Di sisi lain, sang Ibu yang sedang memilah-milah sayuran, perasaan tidak enak itu muncul di hati kecilnya, ia merasa bahwa ada sesuatu yang tidak beres dan ingin segera menyudahi acara belanjanya sore itu. Derap langkah kakinya bertempo cepat menuju rumah, perasaan itu kian menguat saat ia sampai di depan pintu rumahnya yang begitu sepi dan gelap mengingat saat itu hari sudah mulai petang. Desas-desus mulai menyebar di desa, satu dua warga desa menyusul empat lima menuju rumah di pinggiran desa itu. sang Ibu jatuh terpaku di depan pintu rumahnya, ia mendengar suara-suara menjijikan itu dan menangis tersedu-sedu, ia menggedor pintu yang terkunci itu bersamaan dengan para warga yang tiba di rumahnya, Maya dan sang Ayah di dalam kamar terkejut, mereka tersadar apa yang mereka lakukan dan bergegas memakai pakaian mereka masing-masing, Maya sangat gemetaran ia memakai pakaiannya dengan terbata.

“Dobrak saja ini pintunya,” ucap salah seorang warga dan disetujui oleh yang lainnya.

BRAAKK..

Belum selesai Maya dan Ayahnya memakai baju, pintu rumah mereka terbuka. Dengan cepat sang Ayah mencekal tangan Maya dan menariknya pergi lewat pintu belakang. Para warga masuk ke rumah mereka, Sang Ibu yang sangat terkejut itu ikut berlari dengan gemetar mencari pemilik suara yang ia dengar tadi. Tak ada seorang pun yang mereka temukan di seluruh sudut rumah itu, sang Ibu melihat pintu belakang terbuka dan menghampirinya diikuti oleh seluruh warga yang masuk ke rumahnya, dilihatnya Maya yang berjalan patah-patah dan Ayahnya yang memegangi tangannya menyebrangi sungai, para warga meneriaki anak dan ayahnya yang keji itu, tangisan sang Ibu mulai tak karuan melihatnya. Maya dan Ayahnya mendongak melihat sang Ibu yang terisak sebelum mereka berhasil di ujung sungai yang mereka sebrangi. Langit dan bumi ikut marah mengetahui itu,

CTAAARRR

Langit pun mengirimkan petir yang menyambar ke arah Maya dan Ayahnya. Dalam sekejap, membuat mereka terdiam membisu tidak bisa berbicara lagi saat hendak mengatakan sesuatu.

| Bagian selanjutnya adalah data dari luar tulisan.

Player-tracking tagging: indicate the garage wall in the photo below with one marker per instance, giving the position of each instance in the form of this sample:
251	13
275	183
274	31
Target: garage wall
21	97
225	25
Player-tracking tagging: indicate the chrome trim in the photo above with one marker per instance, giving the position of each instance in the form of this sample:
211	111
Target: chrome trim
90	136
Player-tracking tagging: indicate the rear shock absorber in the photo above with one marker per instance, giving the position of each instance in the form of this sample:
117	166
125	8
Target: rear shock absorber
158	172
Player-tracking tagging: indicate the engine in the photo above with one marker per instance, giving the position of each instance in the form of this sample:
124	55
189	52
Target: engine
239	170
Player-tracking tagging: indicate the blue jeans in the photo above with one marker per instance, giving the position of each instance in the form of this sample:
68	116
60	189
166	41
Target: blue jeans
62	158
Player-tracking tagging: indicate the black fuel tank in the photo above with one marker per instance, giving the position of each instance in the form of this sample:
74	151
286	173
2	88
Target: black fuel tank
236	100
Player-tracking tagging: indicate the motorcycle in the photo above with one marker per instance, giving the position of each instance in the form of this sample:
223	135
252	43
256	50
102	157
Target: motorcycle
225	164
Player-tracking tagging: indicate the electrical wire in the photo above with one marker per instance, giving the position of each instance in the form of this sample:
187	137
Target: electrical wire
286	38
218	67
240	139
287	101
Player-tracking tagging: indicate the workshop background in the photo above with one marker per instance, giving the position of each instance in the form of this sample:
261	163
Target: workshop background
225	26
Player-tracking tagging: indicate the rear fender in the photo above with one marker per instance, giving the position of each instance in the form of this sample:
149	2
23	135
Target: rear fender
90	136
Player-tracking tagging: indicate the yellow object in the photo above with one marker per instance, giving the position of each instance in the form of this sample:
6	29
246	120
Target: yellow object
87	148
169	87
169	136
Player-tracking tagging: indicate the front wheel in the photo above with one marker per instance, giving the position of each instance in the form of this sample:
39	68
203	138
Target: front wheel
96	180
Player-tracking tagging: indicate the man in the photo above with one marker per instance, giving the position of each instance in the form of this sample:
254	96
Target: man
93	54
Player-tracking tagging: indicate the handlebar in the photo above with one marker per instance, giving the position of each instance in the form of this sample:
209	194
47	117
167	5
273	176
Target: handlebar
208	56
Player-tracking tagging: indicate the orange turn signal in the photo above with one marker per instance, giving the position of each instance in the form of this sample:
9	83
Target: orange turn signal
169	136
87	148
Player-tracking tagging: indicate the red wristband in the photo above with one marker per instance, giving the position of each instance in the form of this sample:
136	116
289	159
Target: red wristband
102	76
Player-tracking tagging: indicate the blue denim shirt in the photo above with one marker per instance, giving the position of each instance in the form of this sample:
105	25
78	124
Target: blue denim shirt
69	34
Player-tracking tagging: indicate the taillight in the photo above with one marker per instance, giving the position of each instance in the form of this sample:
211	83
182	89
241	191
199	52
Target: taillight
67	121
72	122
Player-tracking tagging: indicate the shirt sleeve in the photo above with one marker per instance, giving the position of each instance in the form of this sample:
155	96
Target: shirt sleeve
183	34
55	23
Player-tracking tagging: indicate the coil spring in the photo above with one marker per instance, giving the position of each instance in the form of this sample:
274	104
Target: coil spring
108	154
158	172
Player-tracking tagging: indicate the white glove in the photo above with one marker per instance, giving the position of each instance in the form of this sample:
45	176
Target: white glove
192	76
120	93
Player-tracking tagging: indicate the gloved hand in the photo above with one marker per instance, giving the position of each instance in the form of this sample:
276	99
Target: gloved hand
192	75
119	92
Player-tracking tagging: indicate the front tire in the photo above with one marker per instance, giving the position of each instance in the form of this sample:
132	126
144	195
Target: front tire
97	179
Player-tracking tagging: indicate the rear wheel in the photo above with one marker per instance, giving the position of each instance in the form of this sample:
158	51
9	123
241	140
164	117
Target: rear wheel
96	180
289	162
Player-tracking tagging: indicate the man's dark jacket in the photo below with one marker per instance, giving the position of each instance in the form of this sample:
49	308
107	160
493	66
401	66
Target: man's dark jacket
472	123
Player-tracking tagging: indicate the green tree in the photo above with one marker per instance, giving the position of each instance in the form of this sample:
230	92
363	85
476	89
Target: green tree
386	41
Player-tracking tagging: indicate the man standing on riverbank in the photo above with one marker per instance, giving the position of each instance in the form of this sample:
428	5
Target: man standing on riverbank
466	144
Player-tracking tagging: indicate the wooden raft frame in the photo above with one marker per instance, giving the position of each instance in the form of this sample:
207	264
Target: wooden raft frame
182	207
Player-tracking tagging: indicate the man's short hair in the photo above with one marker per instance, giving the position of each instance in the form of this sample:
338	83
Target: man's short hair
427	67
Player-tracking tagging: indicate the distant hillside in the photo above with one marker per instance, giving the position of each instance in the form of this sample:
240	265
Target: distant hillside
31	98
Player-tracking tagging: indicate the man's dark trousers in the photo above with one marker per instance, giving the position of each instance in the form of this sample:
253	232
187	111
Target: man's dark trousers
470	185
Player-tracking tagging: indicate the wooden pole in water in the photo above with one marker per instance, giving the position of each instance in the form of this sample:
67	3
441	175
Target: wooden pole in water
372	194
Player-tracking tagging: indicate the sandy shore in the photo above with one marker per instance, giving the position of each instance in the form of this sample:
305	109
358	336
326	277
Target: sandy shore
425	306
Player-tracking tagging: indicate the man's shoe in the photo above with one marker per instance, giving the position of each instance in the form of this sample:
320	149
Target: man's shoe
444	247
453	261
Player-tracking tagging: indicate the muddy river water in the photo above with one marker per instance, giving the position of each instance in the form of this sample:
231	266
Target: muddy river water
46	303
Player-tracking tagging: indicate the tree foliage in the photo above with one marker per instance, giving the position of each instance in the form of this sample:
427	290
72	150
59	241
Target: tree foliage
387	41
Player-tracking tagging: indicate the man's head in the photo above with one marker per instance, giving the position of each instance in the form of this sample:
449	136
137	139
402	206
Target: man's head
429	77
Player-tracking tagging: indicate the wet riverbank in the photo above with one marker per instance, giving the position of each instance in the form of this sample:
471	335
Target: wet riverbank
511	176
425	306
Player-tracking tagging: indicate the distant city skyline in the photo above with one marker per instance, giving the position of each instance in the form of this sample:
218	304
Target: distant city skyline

Bumi yang mereka pijak pun ikut bergetar membuat lubang besar di bawah kaki Maya dan ayahnya. Mereka terperosok masuk ke dalam lubang itu, namun tak ada yang bisa menolong mereka. Tanah itu terus bergetar hingga terbentuklah sebuah bukit di sana. Semua warga terdiam menyisakan suara sang Ibu yang berteriak sangat pilu berpadu dengan rintik hujan yang jatuh membasahi seluruh desa.

Bukit itu- adalah sebuah kuburan sang ayah dan anak sebagai hukuman atas perbuatan mereka yang tidak bermoral dan melanggar norma-norma kemanusiaan, sebuah simbol peringatan bagi masyarakat desa tentang pentingnya menjaga moral dan etika dalam kehidupan.

Hingga kini, Bukit itu tetap menjadi tempat yang penuh misteri. Masyarakat menyebutnya Bukit Sutamaya yang diambil dari nama Ayahnya (Suta) dan anaknya (Maya). Masyarakat percaya bahwa bukit tersebut membawa kutukan bagi siapa saja yang mencoba melanggar nilai-nilai kemanusiaan. Cerita ini terus diwariskan dari generasi ke generasi sebagai pelajaran agar selalu menjaga kehormatan dan nilai-nilai keluarga.(*)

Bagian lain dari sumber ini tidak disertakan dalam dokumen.